Figure 4. Representative macroscopic photograph of stomachs and histological hematoxylin/eosin (HE) sections (100×) of chronic gastric ulcer induced by 80% acetic acid in rats.

Animals were orally treated with vehicle (water, 1 ml/kg; Panel A and D), omeprazole (40 mg/kg; Panel B and E) or RGal (10 mg/kg; Panel C and F) twice a day for seven days after the gastric ulcer induction. Bars = 1 cm (A–C) and 2 mm (D–F), where M indicates margin of ulcer and B indicates base of ulcer.

Figure 5. Effect of RGal on the immunohistochemical staining for PCNA in chronic gastric ulcer induced by 80% acetic acid in rats.

Photomicrographs represent PCNA immunoreactivity of groups orally treated with vehicle (water, 1 ml/kg; Panels A and D), omeprazole (40 mg/kg; Panels B and E) or RGal (10 mg/kg; Panels C and F) twice a day for seven days after the gastric ulcer induction.

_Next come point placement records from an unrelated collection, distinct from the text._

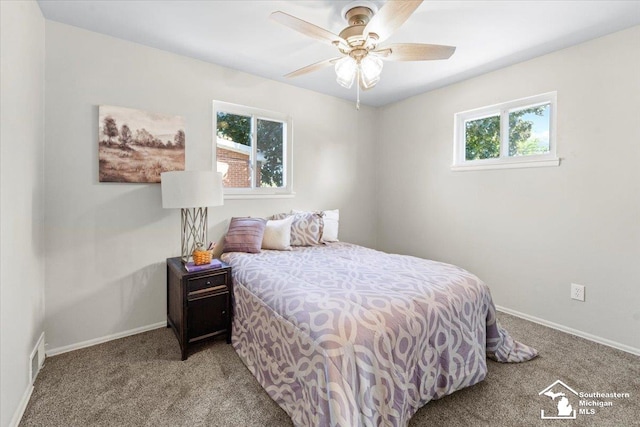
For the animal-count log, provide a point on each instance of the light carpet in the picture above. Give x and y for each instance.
(140, 381)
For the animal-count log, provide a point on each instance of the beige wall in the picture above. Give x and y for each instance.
(21, 200)
(106, 243)
(529, 233)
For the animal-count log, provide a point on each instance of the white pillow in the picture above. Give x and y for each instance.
(331, 221)
(277, 234)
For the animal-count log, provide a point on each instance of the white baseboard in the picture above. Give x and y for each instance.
(95, 341)
(17, 416)
(581, 334)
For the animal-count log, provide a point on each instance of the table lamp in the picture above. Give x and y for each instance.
(192, 192)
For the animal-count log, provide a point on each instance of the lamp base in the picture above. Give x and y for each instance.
(194, 225)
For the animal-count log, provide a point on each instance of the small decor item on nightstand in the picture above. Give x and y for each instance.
(201, 255)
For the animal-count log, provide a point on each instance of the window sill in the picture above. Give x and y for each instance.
(517, 164)
(259, 196)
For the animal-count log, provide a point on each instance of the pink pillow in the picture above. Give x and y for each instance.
(245, 235)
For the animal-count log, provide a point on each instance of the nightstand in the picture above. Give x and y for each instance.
(198, 303)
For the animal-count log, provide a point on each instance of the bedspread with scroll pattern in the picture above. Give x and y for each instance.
(342, 335)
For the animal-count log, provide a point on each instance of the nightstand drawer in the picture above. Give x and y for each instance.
(202, 283)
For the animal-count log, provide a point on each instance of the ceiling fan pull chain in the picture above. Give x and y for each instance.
(358, 88)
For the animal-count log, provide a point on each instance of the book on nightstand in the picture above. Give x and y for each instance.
(191, 267)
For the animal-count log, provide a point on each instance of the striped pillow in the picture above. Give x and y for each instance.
(245, 235)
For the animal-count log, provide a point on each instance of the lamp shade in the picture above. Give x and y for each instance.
(191, 189)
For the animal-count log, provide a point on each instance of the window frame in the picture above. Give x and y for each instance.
(504, 161)
(287, 155)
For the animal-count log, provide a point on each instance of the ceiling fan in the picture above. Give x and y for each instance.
(361, 56)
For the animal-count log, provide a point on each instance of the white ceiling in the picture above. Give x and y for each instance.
(239, 34)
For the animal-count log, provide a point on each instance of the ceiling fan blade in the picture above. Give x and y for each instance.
(307, 28)
(313, 67)
(390, 17)
(415, 52)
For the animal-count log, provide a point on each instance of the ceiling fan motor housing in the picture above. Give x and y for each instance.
(358, 15)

Panels A-C: magnification = 7×, bars = 500 µm; Panels D-F: magnification = 100×, bars = 50 µm.

Figure 6. Effect of RGal on histochemical staining for mucin-like glycoproteins (PAS) in chronic gastric ulcer induced by 80% acetic acid in rats.

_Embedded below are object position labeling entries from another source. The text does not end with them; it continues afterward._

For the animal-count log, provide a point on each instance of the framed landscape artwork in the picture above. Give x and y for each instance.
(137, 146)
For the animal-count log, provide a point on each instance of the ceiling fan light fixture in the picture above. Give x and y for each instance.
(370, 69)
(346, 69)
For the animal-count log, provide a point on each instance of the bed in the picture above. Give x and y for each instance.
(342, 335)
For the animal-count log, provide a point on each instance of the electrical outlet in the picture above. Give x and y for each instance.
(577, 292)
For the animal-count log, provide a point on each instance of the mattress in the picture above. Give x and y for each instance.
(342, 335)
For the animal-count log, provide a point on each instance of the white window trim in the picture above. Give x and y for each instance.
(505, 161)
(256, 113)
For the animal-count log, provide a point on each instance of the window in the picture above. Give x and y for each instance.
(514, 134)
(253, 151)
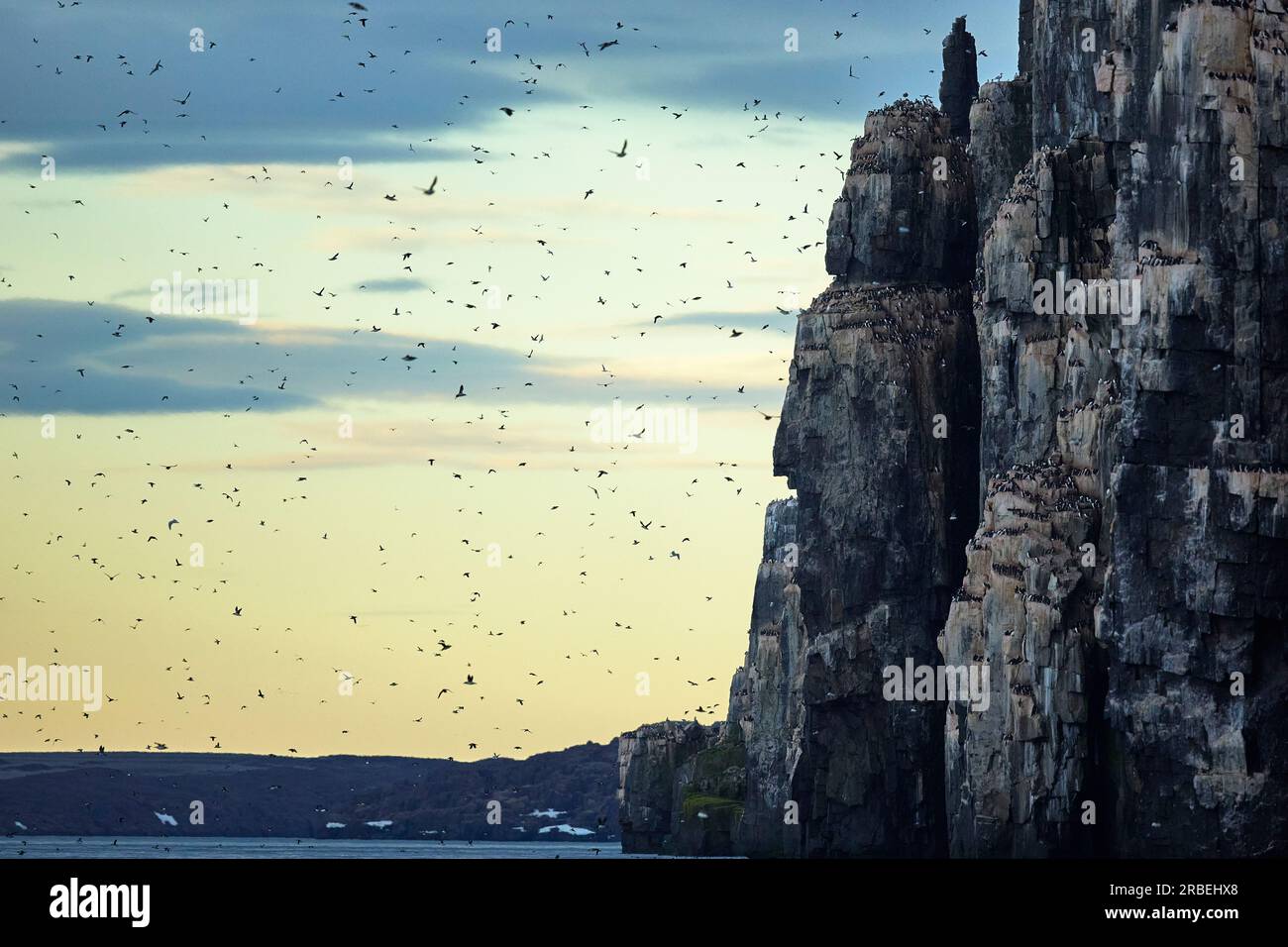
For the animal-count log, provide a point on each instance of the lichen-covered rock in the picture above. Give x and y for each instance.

Representative images of groups orally treated with vehicle (water, 1 ml/kg; Panels A and D), omeprazole (40 mg/kg; Panels B and E) or RGal (10 mg/kg; Panels C and F) twice a day for seven days after the gastric ulcer induction. Panels A-C: magnification = 7×, bars = 500 µm; Panels D-F: magnification = 100×, bars = 50 µm.

Figure 7. Effects of RGal on MPO (Panel A) and TNF-α (Panel B) levels in chronic gastric ulcer induced by 80% acetic acid in rats.

The animals were orally treated with vehicle (C: water, 1 ml/kg), omeprazole (Ome: 40 mg/kg) or RGal (10 mg/kg) twice a day for seven days after the gastric ulcer induction. Naive (N): non-ulcerated group. The results are expressed as mean±S.E.M. (n = 8). ANOVA followed by Bonferroni's test. ^# P<0.05 when compared to naive (N). * P<0.05 when compared to ulcerated group (C).

Figure 8. Effect of RGal on the ability to scavenge the free-radical DPPH in vitro.

The figure shows the scavenging of DPPH radical by RGal (1, 10, 100 and 1000 µg/ml) or ascorbic acid (AA, 50 µg/ml) in vitro. The results are expressed as mean±S.E.M. (n = 8). ANOVA followed by Bonferroni's test. * P<0.05 when compared to control group (C).